L'idée paraît tout à fait saugrenue, les dos de criquets ne ressemblant en rien à la surface d'un fleuve. Mais puisque personne n'a d'autre suggestion et que l'arbrisseau commence à ployer sous les assauts des acridiens, on décide de tenter le tout pour le tout.
103e s'élance la première. Elle fonce sur le dos des criquets si promptement qu'ils n'ont pas le temps de comprendre ce qui se passe. De toute façon, ils sont tellement occupés à manger et à se reproduire qu'ils ne prêtent que peu d'attention à cette présence fugace sur leur dos.
Les douze plus jeunes suivent. On zigzague entre les antennes et les cuissots repliés qui dépassent des dos. À un moment, 103e dérape sur une carapace en mouvement et 5e la retient de justesse par la collerette de son corselet. Les Belokaniennes galopent de leur mieux, mais la distance est longue.

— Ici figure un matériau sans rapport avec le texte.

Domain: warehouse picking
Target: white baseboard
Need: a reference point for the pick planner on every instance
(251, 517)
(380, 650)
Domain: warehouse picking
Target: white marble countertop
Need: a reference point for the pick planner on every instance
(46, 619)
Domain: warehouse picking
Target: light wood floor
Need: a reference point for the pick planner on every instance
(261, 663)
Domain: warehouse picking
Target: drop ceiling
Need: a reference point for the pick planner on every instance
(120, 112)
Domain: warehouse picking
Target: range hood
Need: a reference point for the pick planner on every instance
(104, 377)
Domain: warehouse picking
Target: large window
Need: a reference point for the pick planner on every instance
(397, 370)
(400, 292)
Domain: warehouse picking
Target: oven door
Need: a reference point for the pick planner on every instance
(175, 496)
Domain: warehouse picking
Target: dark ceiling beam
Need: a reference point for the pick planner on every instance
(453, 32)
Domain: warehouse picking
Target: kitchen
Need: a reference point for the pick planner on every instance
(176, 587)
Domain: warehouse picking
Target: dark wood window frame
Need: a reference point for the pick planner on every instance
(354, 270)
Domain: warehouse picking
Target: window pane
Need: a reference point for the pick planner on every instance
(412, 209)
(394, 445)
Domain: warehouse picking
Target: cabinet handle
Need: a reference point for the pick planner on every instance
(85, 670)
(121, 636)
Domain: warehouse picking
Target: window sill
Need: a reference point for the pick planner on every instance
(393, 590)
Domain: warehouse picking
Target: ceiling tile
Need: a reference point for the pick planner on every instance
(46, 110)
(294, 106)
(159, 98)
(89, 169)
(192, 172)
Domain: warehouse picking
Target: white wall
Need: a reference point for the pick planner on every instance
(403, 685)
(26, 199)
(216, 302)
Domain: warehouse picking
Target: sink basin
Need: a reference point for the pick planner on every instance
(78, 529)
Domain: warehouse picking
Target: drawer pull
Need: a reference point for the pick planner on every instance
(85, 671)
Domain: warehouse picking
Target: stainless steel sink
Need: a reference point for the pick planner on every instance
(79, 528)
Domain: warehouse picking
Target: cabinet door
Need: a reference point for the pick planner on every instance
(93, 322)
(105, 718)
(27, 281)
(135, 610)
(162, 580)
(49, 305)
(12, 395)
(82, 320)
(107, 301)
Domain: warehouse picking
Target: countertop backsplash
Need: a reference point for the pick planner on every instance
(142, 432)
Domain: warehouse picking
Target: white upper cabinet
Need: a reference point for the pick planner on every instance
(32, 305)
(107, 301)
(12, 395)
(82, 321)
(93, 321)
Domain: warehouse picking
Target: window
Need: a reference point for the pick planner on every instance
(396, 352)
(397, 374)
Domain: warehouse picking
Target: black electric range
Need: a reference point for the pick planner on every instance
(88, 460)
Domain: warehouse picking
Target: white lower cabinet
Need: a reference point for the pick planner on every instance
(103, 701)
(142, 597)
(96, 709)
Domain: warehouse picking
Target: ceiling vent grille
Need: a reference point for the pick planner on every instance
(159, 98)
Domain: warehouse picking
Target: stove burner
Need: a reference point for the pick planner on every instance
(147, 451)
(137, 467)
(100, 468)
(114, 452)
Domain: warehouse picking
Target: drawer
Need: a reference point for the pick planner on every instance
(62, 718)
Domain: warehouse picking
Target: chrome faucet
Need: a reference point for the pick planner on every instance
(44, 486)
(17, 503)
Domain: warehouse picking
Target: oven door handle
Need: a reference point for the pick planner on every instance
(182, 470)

Des dos de criquets, rien que des dos de criquets à perte de vue. Un lac, une mer, un océan de dos de criquets.
Les fourmis rousses filent au-dessus de la foule. Ça cahote pas mal. À côté d'elles, les arbustes fondent sous les mandibules acridiennes. Noisetiers et autres groseilliers se délitent sous la pluie vivante et corrosive.
Enfin, la troupe myrmécéenne distingue au loin l'ombre rassurante de grands arbres. Ceux-là forment des donjons de résistance difficiles à ronger. Le flot des criquets a été stoppé là par ces potentats végétaux. Encore un effort et les fourmis y parviendront.
Ça y est! Elles y sont. Les exploratrices abordent à une longue branche basse et s'empressent de monter.
Sauvées!
Le monde retrouve momentanément sa normalité. Qu'il est agréable de reprendre patte sur un arbre ferme après avoir navigué si longtemps dans les lacs de sable du désert et la mer mouvante des dos de criquets!
Elles se réconfortent en échangeant caresses et nourriture. Elles tuent un criquet isolé et le mangent. Avec ses percepteurs de champs magnétiques, 12e fait le point et détermine la direction du grand chêne. Aussitôt, la troupe se remet en marche. Pour éviter le sol, où la marée de criquets se répand encore par-dessus les racines, les fourmis cheminent en altitude, de branche en branche.
Enfin se dresse devant elles un arbre immense. Si les grands arbres sont des donjons, le grand chêne est assurément la plus large et la plus haute de ces tours. Son tronc est si large qu'il en paraît plat. Ses branchages sont si hauts qu'ils masquent le ciel.
Les treize fourmis foulent l'épaisse moquette de velours formée par la colonie de lichens qui recouvre la face septentrionale du grand chêne.
Chez les fourmis on prétend que ce grand chêne a douze mille ans d'âge. C'est beaucoup. Mais celui-ci est vraiment particulier. En tout point de son écorce, de ses feuilles, de ses fleurs, de ses glands il recèle de la vie. En bas, les Belokaniennes croisent toute une faune chê-nienne. Des charançons cigariers forent des trous dans les glands au moyen de leurs rostres pour pondre des œufs de quelques millimètres. Des cantharides aux élytres métalliques dégustent des rameaux encore tendres tandis que des larves de grand capricorne du chêne creusent des galeries dans la partie centrale de l'écorce. Des chenilles de géomètres ou de phalènes grossissent dans des feuilles roulées en cornets et liées en paquets par leurs parents.